Little Man Big Decisions

Our Little Man participates in his school’s afterschool program a few days a week.  So for one day of the afterschool experience, we had thrown in a Spanish class.  As I mentioned in other posts before (see Màs?), we would love to give our son the gift of a second language.  Before the school year started there were many protests and “discussions” but we held fast thinking he gets to choose two days and we get one.  Fair enough, right? 

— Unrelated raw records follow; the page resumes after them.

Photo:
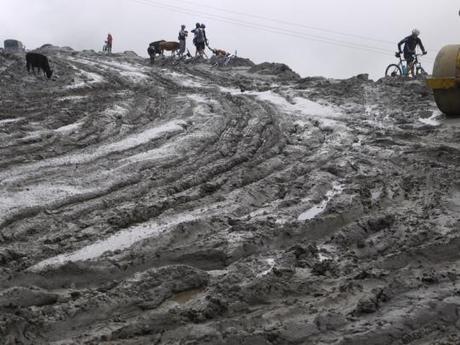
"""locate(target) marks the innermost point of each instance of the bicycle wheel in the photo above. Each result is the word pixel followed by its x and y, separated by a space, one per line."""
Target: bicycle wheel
pixel 420 72
pixel 393 71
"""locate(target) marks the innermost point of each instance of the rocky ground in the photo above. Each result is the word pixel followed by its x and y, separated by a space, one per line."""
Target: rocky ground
pixel 184 203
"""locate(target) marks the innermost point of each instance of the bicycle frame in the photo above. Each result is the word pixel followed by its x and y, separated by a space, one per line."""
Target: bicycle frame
pixel 404 66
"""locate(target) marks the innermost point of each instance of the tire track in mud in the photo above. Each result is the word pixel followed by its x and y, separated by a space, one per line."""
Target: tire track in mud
pixel 194 233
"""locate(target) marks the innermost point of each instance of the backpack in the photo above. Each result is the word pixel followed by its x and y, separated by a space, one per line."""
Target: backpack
pixel 199 36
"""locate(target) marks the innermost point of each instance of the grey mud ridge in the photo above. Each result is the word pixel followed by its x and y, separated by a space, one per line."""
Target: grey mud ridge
pixel 181 204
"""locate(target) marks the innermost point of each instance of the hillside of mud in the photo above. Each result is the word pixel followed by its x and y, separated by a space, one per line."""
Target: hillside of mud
pixel 184 203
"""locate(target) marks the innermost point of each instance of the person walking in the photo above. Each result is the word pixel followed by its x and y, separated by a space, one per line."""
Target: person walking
pixel 199 40
pixel 182 40
pixel 108 43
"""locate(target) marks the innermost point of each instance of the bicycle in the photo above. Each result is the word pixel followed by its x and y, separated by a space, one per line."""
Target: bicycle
pixel 402 69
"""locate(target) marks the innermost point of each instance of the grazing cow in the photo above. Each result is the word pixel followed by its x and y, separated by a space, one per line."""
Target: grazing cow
pixel 169 46
pixel 39 61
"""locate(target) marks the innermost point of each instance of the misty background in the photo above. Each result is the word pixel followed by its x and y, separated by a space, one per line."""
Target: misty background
pixel 331 38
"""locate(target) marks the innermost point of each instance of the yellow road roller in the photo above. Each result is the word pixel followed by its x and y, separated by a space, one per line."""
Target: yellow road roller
pixel 445 80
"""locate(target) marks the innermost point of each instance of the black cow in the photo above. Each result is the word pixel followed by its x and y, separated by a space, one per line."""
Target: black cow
pixel 39 61
pixel 154 49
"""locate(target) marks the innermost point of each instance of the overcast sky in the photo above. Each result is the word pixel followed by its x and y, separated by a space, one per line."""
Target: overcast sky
pixel 332 38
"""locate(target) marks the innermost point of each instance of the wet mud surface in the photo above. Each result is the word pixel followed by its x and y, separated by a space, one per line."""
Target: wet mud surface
pixel 182 203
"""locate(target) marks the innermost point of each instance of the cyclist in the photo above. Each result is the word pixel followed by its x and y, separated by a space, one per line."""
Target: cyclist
pixel 410 45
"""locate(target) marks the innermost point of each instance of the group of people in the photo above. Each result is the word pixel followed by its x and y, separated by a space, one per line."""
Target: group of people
pixel 200 41
pixel 108 44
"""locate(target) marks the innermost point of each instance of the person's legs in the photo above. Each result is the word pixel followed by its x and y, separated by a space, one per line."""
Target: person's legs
pixel 181 47
pixel 410 63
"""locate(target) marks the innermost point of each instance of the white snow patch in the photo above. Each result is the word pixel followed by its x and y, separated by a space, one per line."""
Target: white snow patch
pixel 119 241
pixel 186 80
pixel 6 121
pixel 69 128
pixel 37 195
pixel 318 209
pixel 72 98
pixel 126 238
pixel 124 144
pixel 300 106
pixel 86 78
pixel 432 120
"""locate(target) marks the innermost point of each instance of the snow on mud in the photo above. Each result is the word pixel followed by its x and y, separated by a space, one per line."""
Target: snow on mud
pixel 183 203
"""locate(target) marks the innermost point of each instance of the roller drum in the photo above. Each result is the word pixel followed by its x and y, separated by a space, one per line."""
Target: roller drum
pixel 447 68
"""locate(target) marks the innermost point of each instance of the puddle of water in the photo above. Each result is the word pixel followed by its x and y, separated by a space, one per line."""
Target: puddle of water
pixel 271 263
pixel 3 122
pixel 185 296
pixel 432 120
pixel 318 209
pixel 69 128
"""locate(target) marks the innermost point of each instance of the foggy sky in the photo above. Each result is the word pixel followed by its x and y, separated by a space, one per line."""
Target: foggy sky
pixel 84 24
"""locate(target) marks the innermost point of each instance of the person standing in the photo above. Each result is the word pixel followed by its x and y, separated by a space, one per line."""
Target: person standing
pixel 410 46
pixel 182 40
pixel 199 40
pixel 109 43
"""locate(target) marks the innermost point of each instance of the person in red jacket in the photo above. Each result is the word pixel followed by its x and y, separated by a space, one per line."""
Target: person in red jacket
pixel 108 43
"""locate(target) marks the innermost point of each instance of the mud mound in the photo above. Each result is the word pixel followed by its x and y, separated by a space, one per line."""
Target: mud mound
pixel 182 203
pixel 283 71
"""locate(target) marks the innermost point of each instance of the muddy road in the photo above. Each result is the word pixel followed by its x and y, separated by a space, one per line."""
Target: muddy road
pixel 183 203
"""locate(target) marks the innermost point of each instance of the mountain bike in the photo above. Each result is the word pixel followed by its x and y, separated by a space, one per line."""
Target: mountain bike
pixel 402 69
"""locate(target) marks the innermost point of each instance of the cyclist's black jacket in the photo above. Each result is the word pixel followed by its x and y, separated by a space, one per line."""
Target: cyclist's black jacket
pixel 410 44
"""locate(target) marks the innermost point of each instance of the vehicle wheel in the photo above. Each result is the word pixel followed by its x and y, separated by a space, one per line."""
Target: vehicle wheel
pixel 393 71
pixel 421 72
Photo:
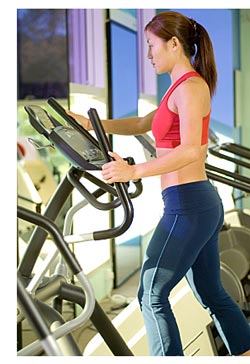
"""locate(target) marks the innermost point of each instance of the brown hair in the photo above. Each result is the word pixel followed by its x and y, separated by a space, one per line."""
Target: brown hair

As the year has gone on, the protests had not stopped, but in fact had multiplied.  The entire walk home from that day was a recount of the atrocities he experience in his 50 minute Spanish class.  It was enough that we decided it might be best not to forever brand the second language option as a terrible forced experience.  We agreed to change that day to Soccer Club (with all his friends) with hopes of preserving another chance at language in the future. 

Little did we know what an impact this would have on the Little Man’s world.  It started this weekend and continued right into this morning.  He got up today literally singing and joking like he Emceeing a comedy roast or something.  If he wasn’t six, I might have checked his backpack for some kind of mood enhancing substance.  Laughing at everything, doing what we asked, telling us he loved us at every turn, who was this kid?

Thinking more about it, it’s not that surprising.  As little as it seemed to us, this was a major change in his world for the better (in his opinion).  Our little ones go from school to activities to homework to meals to bed, very little of which they have any control over or say in.  Perhaps the most important lesson was him teaching us “No Màs” might be the right call sometimes.